250 Words on Gray Divorce

[I try to start my day writing 250 words on anything. I’ll post one every Tuesday until I run out of good ones.]

There’s a social trend called “gray divorce,” in which older people who’ve been married for decades split up, to the astonishment of their families and friends. Often the couples seem happy, faithful, settled, comfortable. Why upset the status quo? Why not just run out the clock?

I don’t want a gray divorce but I do think I understand it. As I get older, the idea that I have a finite and shrinking number of days on Earth grows more insistent, and I sometimes ask myself:

“Do I really want to put up with this for the rest of my life?”

“This” could be almost anything: Socializing with people I don’t like. Traveling to places I don’t want to go. Eating food I don’t want to eat. Caring what anyone else thinks. Enduring the hundreds of little obligations we all bear, many of them optional. 

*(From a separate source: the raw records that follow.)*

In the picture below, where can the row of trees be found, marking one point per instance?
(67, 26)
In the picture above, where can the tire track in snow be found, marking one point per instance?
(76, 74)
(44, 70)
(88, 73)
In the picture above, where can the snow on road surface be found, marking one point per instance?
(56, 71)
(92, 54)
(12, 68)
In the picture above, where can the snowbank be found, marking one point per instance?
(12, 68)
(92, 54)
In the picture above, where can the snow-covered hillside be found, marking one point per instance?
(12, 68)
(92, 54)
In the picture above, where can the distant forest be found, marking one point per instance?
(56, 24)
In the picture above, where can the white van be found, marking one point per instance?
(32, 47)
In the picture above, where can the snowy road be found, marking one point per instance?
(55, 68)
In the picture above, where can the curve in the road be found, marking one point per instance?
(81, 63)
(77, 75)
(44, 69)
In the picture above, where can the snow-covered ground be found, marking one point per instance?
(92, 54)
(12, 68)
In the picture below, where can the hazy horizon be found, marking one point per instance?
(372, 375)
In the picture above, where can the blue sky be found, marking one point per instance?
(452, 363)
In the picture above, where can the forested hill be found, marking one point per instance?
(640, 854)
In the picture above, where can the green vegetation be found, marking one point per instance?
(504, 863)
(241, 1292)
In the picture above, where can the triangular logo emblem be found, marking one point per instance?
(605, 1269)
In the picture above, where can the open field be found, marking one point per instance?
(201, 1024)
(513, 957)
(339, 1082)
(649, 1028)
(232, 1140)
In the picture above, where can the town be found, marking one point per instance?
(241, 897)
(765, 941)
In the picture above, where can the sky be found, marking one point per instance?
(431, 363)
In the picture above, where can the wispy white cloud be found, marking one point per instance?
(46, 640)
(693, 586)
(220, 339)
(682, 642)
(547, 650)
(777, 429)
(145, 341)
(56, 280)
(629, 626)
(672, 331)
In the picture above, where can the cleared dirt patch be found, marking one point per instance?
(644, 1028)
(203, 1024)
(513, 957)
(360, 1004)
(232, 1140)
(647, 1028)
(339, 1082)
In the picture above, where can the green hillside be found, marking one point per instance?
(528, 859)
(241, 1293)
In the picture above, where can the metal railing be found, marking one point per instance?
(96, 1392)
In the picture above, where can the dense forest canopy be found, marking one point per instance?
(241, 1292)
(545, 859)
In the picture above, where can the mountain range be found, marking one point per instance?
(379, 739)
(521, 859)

There’s a perception that people lose their inhibitions and get cranky as they age. I don’t think their personalities change; I think they just drop their masks because they don't need them anymore. Sometimes that reveals an angry bigot, but more often, I think, it frees them to be who they want to be, do what they want to do, and fly their freak flags in all their colors. 

I’m no psychologist, but I imagine many gray divorces happen when one person looks at their spouse and thinks, “The obligation I really don’t want to put up with for the rest of my life is you.”